27 Temmuz 2017 Perşembe

Satranç, Stefan Zweig

Enteresan bir öykü düştü bu defa sandığıma. Kısa ama yazılan her bir cümlenin ilmek ilmek işlendiği bir eser gerçekten. O kadar sadece ve o kadar derin ki..

Kitaba başlarken kahramanımız gibi görünen Mirko Czentovic bir satranç şampiyonu. Papaz tarafından büyütülen Czentovic, sosyal ilişki kuramayan, sanattan, hayattan anlamayan, sadece kazanmak için oynayan bir robot gibi.. 
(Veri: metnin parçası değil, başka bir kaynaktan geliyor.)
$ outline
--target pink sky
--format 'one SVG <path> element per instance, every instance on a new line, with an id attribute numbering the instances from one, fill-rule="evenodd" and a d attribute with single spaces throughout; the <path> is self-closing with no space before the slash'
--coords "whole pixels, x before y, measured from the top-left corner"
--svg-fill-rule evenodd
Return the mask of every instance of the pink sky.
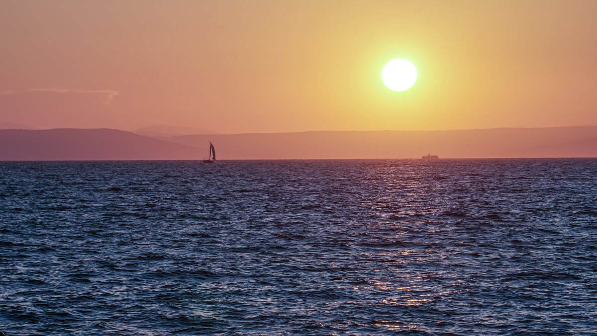
<path id="1" fill-rule="evenodd" d="M 597 124 L 597 2 L 5 1 L 0 122 L 232 132 Z M 390 91 L 393 58 L 417 67 Z"/>

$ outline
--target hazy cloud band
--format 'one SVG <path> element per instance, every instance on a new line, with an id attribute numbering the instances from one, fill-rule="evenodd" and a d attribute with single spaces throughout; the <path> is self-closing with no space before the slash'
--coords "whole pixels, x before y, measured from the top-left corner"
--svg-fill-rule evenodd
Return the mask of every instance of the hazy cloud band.
<path id="1" fill-rule="evenodd" d="M 116 95 L 120 94 L 120 93 L 116 90 L 82 90 L 79 89 L 57 89 L 57 88 L 41 88 L 41 89 L 27 89 L 24 90 L 12 90 L 4 91 L 0 94 L 0 95 L 8 95 L 12 94 L 19 94 L 20 93 L 27 93 L 31 92 L 50 92 L 50 93 L 82 93 L 82 94 L 105 94 L 106 95 L 107 98 L 104 104 L 109 104 L 112 102 L 112 100 Z"/>

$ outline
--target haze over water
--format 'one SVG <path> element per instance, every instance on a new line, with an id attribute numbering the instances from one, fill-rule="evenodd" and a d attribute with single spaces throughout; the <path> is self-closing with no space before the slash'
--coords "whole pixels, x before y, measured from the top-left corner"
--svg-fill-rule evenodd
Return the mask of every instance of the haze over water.
<path id="1" fill-rule="evenodd" d="M 595 334 L 595 159 L 0 163 L 7 335 Z"/>

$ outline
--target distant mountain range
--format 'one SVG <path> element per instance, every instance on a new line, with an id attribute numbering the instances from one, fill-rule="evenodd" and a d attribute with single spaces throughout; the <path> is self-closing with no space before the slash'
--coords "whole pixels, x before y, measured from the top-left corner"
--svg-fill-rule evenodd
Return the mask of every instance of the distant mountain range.
<path id="1" fill-rule="evenodd" d="M 10 121 L 0 121 L 0 130 L 37 130 L 35 127 L 32 127 L 22 124 L 17 124 Z"/>
<path id="2" fill-rule="evenodd" d="M 597 127 L 152 137 L 110 129 L 0 130 L 0 160 L 597 157 Z"/>
<path id="3" fill-rule="evenodd" d="M 177 160 L 199 158 L 197 149 L 110 130 L 0 130 L 0 160 Z"/>

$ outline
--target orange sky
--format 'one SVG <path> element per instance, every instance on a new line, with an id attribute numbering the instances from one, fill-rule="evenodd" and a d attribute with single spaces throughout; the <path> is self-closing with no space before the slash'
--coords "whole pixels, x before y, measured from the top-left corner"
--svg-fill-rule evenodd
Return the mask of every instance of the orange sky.
<path id="1" fill-rule="evenodd" d="M 597 125 L 597 1 L 0 2 L 0 122 L 225 133 Z M 380 72 L 418 70 L 404 92 Z"/>

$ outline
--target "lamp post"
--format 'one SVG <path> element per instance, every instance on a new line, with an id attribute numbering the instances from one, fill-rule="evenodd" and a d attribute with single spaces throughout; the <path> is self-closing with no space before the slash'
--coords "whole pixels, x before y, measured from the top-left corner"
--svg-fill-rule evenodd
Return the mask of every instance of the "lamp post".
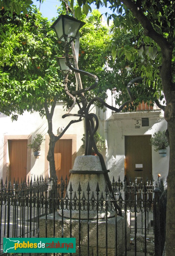
<path id="1" fill-rule="evenodd" d="M 80 28 L 85 24 L 68 15 L 61 14 L 51 26 L 58 40 L 70 44 L 76 38 Z"/>
<path id="2" fill-rule="evenodd" d="M 69 58 L 69 61 L 71 66 L 73 67 L 74 66 L 73 58 L 72 56 L 70 56 Z M 57 58 L 56 60 L 58 63 L 60 69 L 63 73 L 65 75 L 69 74 L 71 70 L 68 66 L 66 65 L 66 59 L 65 57 L 59 57 Z"/>
<path id="3" fill-rule="evenodd" d="M 152 44 L 142 44 L 138 50 L 138 54 L 140 57 L 143 58 L 143 54 L 148 55 L 149 59 L 154 60 L 157 53 L 157 49 Z M 143 60 L 142 62 L 144 60 Z"/>
<path id="4" fill-rule="evenodd" d="M 65 58 L 66 61 L 65 63 L 65 65 L 67 66 L 70 70 L 72 70 L 75 73 L 78 73 L 83 75 L 87 76 L 91 78 L 92 78 L 94 80 L 94 82 L 89 87 L 83 89 L 80 89 L 79 88 L 79 90 L 75 91 L 73 91 L 71 93 L 70 93 L 68 90 L 67 85 L 67 81 L 65 81 L 65 84 L 66 84 L 66 85 L 65 86 L 66 92 L 67 94 L 73 99 L 73 103 L 71 108 L 67 112 L 66 114 L 63 116 L 62 117 L 63 118 L 64 118 L 68 116 L 78 116 L 80 117 L 80 119 L 78 121 L 72 120 L 72 121 L 71 121 L 59 135 L 60 136 L 59 138 L 60 138 L 63 135 L 68 127 L 72 123 L 79 122 L 81 121 L 82 118 L 85 118 L 86 129 L 85 156 L 85 157 L 89 156 L 90 157 L 93 156 L 90 156 L 89 155 L 91 155 L 92 148 L 93 148 L 95 152 L 99 158 L 98 159 L 99 159 L 98 160 L 99 161 L 99 160 L 100 160 L 102 169 L 100 171 L 101 172 L 100 173 L 99 172 L 99 170 L 98 171 L 92 171 L 92 170 L 95 170 L 95 166 L 94 166 L 93 167 L 91 166 L 90 169 L 88 170 L 88 169 L 85 169 L 84 170 L 82 170 L 82 169 L 80 169 L 82 168 L 82 167 L 79 166 L 77 166 L 76 164 L 75 166 L 76 169 L 70 170 L 70 172 L 71 174 L 78 174 L 79 173 L 78 175 L 81 174 L 82 175 L 83 180 L 84 179 L 83 177 L 85 177 L 84 176 L 83 176 L 83 175 L 84 175 L 85 174 L 89 175 L 90 172 L 89 172 L 90 170 L 91 170 L 90 172 L 91 172 L 91 174 L 98 174 L 98 175 L 99 175 L 100 173 L 103 174 L 103 175 L 104 175 L 103 178 L 104 177 L 105 182 L 107 185 L 107 188 L 110 191 L 110 196 L 111 196 L 111 198 L 115 199 L 115 196 L 108 174 L 108 172 L 109 171 L 107 170 L 103 157 L 102 155 L 98 150 L 94 138 L 94 135 L 96 132 L 98 127 L 98 119 L 96 115 L 93 113 L 89 113 L 89 111 L 91 105 L 94 102 L 98 101 L 100 101 L 103 106 L 112 110 L 117 112 L 120 112 L 126 104 L 130 103 L 133 100 L 133 96 L 129 89 L 129 86 L 132 83 L 135 82 L 136 79 L 133 79 L 130 82 L 130 83 L 129 83 L 128 84 L 127 86 L 127 89 L 130 98 L 130 100 L 124 103 L 118 109 L 108 105 L 102 99 L 99 97 L 94 97 L 88 103 L 83 93 L 86 92 L 90 91 L 96 86 L 98 82 L 98 77 L 97 76 L 95 75 L 75 68 L 73 67 L 70 62 L 70 59 L 68 55 L 70 44 L 71 44 L 73 40 L 75 39 L 76 35 L 77 35 L 79 30 L 85 24 L 85 22 L 78 20 L 76 19 L 73 18 L 72 17 L 71 17 L 68 15 L 61 15 L 54 22 L 51 26 L 51 27 L 54 28 L 55 30 L 58 39 L 63 42 L 63 45 L 64 46 Z M 65 61 L 65 60 L 64 61 Z M 136 79 L 136 80 L 137 81 L 138 79 L 142 79 L 140 77 L 139 78 L 137 78 Z M 79 106 L 80 109 L 78 111 L 77 114 L 71 114 L 70 113 L 70 112 L 76 103 L 75 95 L 77 95 L 79 99 L 80 98 L 82 107 L 81 107 L 80 105 L 79 104 Z M 78 156 L 77 157 L 80 157 Z M 94 157 L 97 157 L 94 156 Z M 83 160 L 81 161 L 83 161 Z M 86 161 L 87 161 L 87 160 L 86 160 Z M 79 161 L 77 161 L 77 163 Z M 82 162 L 81 162 L 81 163 Z M 84 162 L 84 163 L 86 162 Z M 90 160 L 89 162 L 93 163 L 94 162 L 91 162 Z M 88 166 L 88 167 L 90 168 L 90 166 Z M 93 168 L 95 169 L 93 169 Z M 71 171 L 72 171 L 72 172 L 71 172 Z M 82 172 L 82 173 L 81 173 Z M 98 172 L 98 173 L 97 173 Z M 71 176 L 70 179 L 71 177 Z M 93 179 L 92 179 L 92 180 Z M 77 179 L 75 179 L 75 182 L 77 182 Z M 104 187 L 103 186 L 103 189 L 104 188 Z M 67 189 L 67 192 L 68 191 L 68 188 Z M 105 192 L 104 191 L 104 193 L 105 194 Z M 117 207 L 118 211 L 118 214 L 121 215 L 121 212 L 118 206 Z"/>

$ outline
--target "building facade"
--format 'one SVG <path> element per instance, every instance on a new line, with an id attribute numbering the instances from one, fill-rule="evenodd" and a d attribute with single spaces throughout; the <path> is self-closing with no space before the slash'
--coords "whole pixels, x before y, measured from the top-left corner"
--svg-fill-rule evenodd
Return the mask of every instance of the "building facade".
<path id="1" fill-rule="evenodd" d="M 107 103 L 114 105 L 114 95 L 108 98 Z M 53 119 L 53 132 L 58 135 L 72 119 L 64 119 L 64 103 L 57 104 Z M 77 113 L 75 107 L 72 113 Z M 138 180 L 155 180 L 158 174 L 167 176 L 169 162 L 169 147 L 165 157 L 160 157 L 150 144 L 150 139 L 159 130 L 166 130 L 166 122 L 163 111 L 156 106 L 153 108 L 142 104 L 137 111 L 118 113 L 107 109 L 104 113 L 97 107 L 92 107 L 90 112 L 95 113 L 99 120 L 98 131 L 105 140 L 102 153 L 107 167 L 110 170 L 110 180 L 118 176 L 121 180 L 125 176 L 128 182 Z M 48 123 L 38 113 L 25 112 L 17 121 L 12 122 L 10 117 L 1 114 L 0 134 L 0 177 L 11 181 L 26 177 L 33 180 L 38 175 L 49 176 L 47 156 L 49 137 Z M 73 119 L 77 118 L 74 117 Z M 81 139 L 85 133 L 84 122 L 72 124 L 57 143 L 55 152 L 56 170 L 58 181 L 61 176 L 69 179 L 69 170 L 73 166 L 76 156 L 84 154 Z M 37 134 L 45 139 L 41 145 L 41 155 L 36 159 L 32 150 L 27 147 Z"/>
Hikayemiz Amerika'dan Arjantin'e yapılan bir gemi yolculuğunda geçiyor. Satranç şampiyonunun da gemi de olması bu oyuna tutkuyla bağlı bazı yolcular arasında heyecana yol açıyor ve karşılıklı bir oyun başlamış oluyor. Czentovic'in soğuk hatta küstah hamleleri Dr. B ile karşılaşana kadar devam ediyor. Dr. B'nin II. Dünya savaşı sırasında yaşadıklarını ve satrancın onun hayatına nasıl girdiğini soluksuz okuyacaksınız. 

Kitapta beni en etkileyen nokta zaman ile ilgili yazılan kısımdı kuşkusuz. Her gün birbirinin aynıysa takvim üzerinde ilerleyen kırmızı bir plastikten başka bir şey değildir zaman. Bu bir insana yapılabilecek en büyük işkencedir bence. Bu hikayeyi özel kılan noktalardan biri yazarın 1942 yılında eşi ile birlikte Brezilya'da sürgündeyken intiharından önce yazdığı son öykü olması. Zaten bu öykünün satır aralarında yazarı ölme sürükleyen nedenler de kendini gösteriyor. Sadece kazanmak için oynayan, hiç bir sosyal becerisi olmayan, kendini herkesten üstün gören düşünceyi yani Nazizmi Czentovic temsil ederken, karşısında hayatı yaşayan, çeşit çeşit özelliğe sahip bir topluluk yani geri kalan Dünya bulunuyor. Kazanan kim? Kaybeden kim?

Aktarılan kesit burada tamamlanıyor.